Mis à jour le 26/11/2025
Les métabolites du microbiote intestinal reprogramment le métabolisme énergétique des cellules immunitaires et influencent l’inflammation intestinale
Des chercheurs de Sorbonne Université, AP-HP, INRAE et Inserm révèlent comment le microbiote intestinal module l’immunité et impacte les maladies inflammatoires.
Le tube digestif abrite des milliards de microbes qui transforment nos aliments en milliers de petites molécules, appelées métabolites. Loin d’être de simples déchets, ces métabolites interagissent avec notre système immunitaire et régulent la réponse inflammatoire. Deux récents travaux menés, en partie, par des chercheuses et des chercheurs de Sorbonne Université, de l’AP-HP, d’INRAE et de l’Inserm, montrent comment certains métabolites produits par le microbiote peuvent « reprogrammer » le métabolisme énergétique des cellules immunitaires et modifier leur comportement, avec des conséquences directes sur les maladies inflammatoires chroniques de l’intestin (MICI).

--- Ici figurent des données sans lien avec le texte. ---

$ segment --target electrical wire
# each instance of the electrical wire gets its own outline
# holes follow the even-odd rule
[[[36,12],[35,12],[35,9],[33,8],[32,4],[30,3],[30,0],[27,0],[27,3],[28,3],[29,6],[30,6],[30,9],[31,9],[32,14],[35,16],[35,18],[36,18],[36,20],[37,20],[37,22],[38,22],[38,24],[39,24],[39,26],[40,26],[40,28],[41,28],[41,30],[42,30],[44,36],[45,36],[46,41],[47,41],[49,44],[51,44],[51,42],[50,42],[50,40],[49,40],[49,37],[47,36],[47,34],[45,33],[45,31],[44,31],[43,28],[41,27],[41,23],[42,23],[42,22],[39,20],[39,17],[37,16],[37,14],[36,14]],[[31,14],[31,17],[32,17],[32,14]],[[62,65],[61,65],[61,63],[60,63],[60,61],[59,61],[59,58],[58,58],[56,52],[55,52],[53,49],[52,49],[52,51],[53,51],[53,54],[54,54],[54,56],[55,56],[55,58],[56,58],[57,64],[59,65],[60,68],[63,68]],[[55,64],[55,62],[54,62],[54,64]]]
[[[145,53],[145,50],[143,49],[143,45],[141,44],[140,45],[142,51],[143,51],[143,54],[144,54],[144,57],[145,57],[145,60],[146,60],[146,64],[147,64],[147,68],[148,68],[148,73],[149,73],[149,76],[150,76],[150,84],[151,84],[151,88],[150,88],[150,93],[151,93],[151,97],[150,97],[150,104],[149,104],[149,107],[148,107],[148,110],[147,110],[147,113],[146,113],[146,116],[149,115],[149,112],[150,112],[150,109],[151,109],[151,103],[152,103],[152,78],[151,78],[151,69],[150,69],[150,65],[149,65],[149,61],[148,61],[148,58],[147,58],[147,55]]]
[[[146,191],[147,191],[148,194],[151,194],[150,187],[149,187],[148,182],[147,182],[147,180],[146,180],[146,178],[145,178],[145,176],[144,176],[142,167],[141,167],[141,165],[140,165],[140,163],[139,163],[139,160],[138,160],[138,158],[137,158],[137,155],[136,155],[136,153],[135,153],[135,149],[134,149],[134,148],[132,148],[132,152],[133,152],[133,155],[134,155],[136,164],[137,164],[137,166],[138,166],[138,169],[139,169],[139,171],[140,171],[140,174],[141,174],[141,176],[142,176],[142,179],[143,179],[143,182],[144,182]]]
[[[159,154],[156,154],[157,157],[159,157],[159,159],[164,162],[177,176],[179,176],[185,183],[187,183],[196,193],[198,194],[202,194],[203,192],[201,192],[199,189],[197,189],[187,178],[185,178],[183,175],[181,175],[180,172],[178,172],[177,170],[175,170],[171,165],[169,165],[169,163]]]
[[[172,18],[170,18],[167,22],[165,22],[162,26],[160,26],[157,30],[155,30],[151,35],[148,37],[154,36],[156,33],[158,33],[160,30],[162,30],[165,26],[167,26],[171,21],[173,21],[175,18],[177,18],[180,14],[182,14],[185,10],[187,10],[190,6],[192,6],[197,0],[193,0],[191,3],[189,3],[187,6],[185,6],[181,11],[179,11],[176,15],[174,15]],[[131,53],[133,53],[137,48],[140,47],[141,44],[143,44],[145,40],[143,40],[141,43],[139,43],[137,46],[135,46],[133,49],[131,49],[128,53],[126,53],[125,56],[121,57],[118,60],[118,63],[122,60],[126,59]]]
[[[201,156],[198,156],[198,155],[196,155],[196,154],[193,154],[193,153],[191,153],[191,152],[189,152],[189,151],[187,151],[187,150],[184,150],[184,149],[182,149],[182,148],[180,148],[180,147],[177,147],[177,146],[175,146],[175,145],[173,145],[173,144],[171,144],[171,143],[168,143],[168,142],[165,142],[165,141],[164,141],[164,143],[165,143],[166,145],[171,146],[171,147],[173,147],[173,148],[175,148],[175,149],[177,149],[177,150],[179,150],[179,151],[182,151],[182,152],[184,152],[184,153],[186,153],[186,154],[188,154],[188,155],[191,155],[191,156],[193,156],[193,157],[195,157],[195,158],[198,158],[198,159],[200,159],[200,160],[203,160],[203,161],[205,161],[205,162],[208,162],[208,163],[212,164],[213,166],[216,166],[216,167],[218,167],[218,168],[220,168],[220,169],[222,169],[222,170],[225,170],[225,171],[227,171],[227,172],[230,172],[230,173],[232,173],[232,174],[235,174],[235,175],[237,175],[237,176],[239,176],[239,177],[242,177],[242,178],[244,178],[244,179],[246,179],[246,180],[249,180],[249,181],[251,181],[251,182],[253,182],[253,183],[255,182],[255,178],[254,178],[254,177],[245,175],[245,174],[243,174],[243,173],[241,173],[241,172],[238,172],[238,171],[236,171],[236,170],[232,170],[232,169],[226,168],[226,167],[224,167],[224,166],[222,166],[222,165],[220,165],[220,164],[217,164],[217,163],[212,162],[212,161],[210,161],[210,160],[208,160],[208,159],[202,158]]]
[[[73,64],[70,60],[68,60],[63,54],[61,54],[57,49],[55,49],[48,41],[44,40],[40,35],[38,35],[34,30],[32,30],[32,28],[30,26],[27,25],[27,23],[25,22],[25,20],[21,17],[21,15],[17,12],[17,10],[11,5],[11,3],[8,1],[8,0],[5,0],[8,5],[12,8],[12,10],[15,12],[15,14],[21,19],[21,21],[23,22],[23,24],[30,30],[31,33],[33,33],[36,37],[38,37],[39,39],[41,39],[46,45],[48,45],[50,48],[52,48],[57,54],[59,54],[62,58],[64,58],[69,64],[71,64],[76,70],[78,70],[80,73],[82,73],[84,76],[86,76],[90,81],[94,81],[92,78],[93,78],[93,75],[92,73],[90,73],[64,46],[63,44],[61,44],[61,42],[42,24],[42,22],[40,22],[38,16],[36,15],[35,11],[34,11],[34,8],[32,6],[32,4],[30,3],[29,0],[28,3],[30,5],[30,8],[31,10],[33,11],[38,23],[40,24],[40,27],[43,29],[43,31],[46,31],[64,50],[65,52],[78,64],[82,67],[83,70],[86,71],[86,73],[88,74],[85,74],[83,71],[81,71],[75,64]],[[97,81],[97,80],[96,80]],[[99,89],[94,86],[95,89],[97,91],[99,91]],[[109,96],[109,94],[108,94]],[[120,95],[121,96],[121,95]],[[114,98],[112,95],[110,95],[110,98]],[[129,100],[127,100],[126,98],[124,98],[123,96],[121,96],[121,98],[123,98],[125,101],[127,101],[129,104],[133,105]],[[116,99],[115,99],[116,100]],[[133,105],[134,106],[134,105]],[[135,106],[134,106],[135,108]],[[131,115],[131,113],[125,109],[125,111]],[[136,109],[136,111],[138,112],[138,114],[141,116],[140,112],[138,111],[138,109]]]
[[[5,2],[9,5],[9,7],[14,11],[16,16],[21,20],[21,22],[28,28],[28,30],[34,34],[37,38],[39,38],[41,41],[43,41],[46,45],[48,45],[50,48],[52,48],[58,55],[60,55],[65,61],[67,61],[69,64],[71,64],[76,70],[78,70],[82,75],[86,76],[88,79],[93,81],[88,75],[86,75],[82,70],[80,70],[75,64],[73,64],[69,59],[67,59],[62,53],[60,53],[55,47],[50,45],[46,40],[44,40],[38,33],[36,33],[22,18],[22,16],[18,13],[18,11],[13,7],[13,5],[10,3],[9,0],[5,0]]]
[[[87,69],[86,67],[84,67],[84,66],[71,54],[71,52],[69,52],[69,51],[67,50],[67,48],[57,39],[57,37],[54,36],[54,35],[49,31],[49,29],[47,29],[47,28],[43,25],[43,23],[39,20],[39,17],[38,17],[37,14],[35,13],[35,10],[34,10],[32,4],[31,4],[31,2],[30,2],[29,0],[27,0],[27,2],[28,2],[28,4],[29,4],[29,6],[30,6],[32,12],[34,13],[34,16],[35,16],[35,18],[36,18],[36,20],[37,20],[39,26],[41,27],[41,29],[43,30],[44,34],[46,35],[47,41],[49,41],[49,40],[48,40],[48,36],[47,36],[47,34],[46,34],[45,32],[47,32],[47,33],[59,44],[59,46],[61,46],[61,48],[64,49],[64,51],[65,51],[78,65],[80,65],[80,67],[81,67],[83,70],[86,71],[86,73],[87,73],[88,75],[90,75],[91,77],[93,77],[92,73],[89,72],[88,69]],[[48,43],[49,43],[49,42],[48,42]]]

Des dialogues métaboliques clés pour l’immunité
Ces métabolites circulent localement dans l’intestin et dans tout l’organisme, agissant à la fois comme « signaux » et comme « carburants ». L’état énergétique des cellules immunitaires influence directement leur comportement : une cellule « bien alimentée » peut réguler l’inflammation, tandis qu’une cellule en déficit énergétique peut amplifier la réaction inflammatoire. Dans les MICI, où l’équilibre entre microbiote et immunité est perturbé, ces ajustements fins peuvent déterminer la différence entre rémission et poussée.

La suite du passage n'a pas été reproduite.